O Vaticano sempre afirmou que o casamento, enquanto sacramento, é uma união indissolúvel entre homem e mulher. Como resultado, se opõe ao casamento entre pessoas do mesmo sexo. O novo texto reitera que, conforme a "doutrina católica perene", só as relações sexuais dentro do casamento entre homem e mulher são consideradas lícitas. Mas também sublinha que as pessoas em uniões "irregulares" - homo, bi ou heterossexuais - estão em um estado de pecado.

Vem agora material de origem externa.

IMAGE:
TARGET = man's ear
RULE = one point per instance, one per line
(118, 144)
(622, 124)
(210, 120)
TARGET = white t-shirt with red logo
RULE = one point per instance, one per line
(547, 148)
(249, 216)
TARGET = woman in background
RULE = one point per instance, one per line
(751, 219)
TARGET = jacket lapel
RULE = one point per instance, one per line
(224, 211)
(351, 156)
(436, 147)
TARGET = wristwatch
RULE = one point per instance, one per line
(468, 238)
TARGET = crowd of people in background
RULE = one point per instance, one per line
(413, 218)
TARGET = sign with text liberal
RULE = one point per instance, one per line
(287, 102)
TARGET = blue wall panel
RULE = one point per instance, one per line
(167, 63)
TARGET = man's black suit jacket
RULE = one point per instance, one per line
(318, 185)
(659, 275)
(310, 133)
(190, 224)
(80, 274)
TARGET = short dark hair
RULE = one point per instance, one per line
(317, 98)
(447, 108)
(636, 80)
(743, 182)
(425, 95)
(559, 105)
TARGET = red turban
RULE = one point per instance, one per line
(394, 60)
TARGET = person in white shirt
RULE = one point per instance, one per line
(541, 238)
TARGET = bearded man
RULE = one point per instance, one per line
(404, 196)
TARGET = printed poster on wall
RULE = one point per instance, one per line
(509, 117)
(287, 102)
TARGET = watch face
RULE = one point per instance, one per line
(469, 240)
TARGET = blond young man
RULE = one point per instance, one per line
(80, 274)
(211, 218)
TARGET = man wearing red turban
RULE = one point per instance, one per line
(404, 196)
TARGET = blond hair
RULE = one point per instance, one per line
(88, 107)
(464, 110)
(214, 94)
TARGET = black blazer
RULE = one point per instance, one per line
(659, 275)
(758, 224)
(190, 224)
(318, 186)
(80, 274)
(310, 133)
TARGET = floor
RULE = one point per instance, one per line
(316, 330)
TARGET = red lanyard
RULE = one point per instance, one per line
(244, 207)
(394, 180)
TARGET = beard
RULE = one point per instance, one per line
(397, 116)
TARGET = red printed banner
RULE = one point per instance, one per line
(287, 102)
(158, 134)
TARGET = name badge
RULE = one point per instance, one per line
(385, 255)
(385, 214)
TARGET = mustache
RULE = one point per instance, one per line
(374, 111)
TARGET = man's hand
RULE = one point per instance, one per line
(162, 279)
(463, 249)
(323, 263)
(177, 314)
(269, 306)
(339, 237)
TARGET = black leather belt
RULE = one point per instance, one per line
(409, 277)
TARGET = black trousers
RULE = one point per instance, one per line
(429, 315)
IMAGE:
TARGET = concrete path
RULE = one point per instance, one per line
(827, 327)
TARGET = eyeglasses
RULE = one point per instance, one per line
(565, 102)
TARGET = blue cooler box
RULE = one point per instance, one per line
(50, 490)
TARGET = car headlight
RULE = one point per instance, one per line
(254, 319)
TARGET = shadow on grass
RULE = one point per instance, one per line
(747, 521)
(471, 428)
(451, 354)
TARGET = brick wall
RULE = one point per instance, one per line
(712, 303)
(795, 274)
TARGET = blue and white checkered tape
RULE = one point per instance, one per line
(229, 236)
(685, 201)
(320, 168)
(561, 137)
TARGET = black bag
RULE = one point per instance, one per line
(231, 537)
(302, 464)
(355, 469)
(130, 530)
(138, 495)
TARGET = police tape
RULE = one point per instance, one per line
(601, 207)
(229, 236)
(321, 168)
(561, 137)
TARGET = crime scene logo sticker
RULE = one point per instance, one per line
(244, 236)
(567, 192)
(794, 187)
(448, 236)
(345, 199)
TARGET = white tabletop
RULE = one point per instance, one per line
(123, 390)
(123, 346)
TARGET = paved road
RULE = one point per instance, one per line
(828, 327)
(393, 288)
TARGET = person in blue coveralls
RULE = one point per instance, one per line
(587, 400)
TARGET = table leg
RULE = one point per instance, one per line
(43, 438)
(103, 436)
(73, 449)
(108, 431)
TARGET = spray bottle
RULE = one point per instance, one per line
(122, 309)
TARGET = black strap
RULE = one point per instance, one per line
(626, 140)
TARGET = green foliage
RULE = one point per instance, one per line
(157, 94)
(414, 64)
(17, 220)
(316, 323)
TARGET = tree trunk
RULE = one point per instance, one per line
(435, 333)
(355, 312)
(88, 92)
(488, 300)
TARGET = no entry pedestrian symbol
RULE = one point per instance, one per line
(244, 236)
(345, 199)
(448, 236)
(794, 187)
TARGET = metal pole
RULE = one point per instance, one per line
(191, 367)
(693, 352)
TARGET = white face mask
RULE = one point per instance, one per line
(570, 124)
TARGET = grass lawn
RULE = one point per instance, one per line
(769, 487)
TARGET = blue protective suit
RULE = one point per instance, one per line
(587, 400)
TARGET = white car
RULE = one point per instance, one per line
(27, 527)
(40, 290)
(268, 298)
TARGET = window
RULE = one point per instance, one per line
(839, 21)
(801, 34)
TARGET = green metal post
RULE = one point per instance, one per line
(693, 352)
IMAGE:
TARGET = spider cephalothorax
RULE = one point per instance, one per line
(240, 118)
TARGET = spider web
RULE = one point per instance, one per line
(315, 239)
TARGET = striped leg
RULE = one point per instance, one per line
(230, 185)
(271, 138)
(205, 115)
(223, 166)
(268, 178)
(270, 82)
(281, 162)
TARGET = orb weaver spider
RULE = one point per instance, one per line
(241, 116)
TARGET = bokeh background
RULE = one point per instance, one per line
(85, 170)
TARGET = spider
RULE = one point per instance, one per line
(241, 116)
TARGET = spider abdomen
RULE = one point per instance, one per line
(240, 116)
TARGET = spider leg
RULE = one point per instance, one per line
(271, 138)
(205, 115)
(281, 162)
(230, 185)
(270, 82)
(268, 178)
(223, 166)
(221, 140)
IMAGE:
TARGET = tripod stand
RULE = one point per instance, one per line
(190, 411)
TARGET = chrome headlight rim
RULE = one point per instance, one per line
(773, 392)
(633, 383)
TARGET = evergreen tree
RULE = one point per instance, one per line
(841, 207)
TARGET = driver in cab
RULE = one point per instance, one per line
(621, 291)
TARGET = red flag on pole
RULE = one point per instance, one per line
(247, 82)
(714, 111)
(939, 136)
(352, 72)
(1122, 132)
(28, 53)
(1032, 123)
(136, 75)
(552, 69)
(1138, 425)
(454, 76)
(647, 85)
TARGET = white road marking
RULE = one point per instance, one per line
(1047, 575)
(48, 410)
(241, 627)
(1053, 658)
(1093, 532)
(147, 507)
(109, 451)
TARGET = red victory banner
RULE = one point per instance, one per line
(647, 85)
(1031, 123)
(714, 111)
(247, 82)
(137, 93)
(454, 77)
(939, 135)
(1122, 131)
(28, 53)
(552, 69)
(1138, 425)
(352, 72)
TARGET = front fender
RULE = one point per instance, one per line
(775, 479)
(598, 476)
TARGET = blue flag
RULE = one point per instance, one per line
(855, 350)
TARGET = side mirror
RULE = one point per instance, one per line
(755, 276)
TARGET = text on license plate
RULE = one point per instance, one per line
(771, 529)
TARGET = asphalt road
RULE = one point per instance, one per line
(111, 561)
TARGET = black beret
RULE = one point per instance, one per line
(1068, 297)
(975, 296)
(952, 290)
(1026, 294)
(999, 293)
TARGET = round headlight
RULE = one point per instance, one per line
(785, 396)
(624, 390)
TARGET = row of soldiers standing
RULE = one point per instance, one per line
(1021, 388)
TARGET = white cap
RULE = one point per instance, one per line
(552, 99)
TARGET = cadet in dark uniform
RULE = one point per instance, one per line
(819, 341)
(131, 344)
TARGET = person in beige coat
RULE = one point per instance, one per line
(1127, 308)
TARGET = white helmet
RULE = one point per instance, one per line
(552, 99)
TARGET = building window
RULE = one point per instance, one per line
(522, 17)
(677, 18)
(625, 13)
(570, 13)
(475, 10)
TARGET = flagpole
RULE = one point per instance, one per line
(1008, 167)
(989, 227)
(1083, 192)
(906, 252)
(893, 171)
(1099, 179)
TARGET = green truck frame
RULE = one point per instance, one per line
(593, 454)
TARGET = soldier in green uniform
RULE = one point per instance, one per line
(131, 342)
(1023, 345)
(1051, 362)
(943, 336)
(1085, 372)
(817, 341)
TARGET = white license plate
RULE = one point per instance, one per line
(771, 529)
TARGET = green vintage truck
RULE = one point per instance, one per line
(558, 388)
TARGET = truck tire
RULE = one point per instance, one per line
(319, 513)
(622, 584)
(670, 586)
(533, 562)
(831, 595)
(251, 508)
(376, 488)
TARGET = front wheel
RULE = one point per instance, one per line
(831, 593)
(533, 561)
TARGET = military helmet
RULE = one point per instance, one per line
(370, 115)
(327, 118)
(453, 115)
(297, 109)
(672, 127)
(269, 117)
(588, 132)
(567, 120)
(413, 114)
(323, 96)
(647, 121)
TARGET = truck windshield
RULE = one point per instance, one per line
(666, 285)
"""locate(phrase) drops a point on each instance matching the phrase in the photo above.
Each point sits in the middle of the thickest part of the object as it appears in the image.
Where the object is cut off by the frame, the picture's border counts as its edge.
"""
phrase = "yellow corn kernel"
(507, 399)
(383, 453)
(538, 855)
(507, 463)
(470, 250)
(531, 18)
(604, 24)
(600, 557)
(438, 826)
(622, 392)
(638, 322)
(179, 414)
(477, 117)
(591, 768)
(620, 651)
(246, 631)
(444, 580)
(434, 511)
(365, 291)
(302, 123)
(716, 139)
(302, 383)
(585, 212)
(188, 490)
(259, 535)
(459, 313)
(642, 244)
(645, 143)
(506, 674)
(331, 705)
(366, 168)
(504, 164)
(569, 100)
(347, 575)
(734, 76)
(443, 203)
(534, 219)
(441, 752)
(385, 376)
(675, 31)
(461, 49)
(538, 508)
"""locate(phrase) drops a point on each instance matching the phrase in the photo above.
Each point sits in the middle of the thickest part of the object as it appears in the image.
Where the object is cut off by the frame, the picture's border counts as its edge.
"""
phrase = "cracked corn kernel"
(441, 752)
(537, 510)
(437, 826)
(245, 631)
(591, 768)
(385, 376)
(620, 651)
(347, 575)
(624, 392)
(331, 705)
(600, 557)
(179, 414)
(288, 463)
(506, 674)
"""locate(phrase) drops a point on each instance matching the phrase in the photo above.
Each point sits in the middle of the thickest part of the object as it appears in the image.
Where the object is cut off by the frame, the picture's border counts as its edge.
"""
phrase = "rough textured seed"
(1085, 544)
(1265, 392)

Mas diz que isso não deveria privá-los do amor ou da misericórdia de Deus. "Assim, quando as pessoas pedem uma bênção, uma análise moral exaustiva não deve ser colocada como precondição para concedê-la", afirma o documento.
REAÇÕES
O reverendo americano James Martin, que defende maior acolhida para os católicos LGBT+, elogiou o novo documento como um "grande passo em frente" e uma "mudança dramática" na política do Vaticano". "Juntamente com muitos padres católicos, terei agora o prazer de abençoar os meus amigos em casamentos entre pessoas do mesmo sexo.
O LifeSite News, portal conservador dos EUA, publicou ontem que o documento foi lançado "em contradição com o imutável ensinamento do Catolicismo de que a Igreja não pode abençoar relacionamentos em pecado." Já John Oballa, bispo da Diocece de Ngong, em Nairobi, capital do Quênia, disse em entrevista: "Temos certeza de que muitos questionamentos virão da congregação. Vão querer saber o quão longe isso vai, que implicações terá e o que prediz sobre o futuro".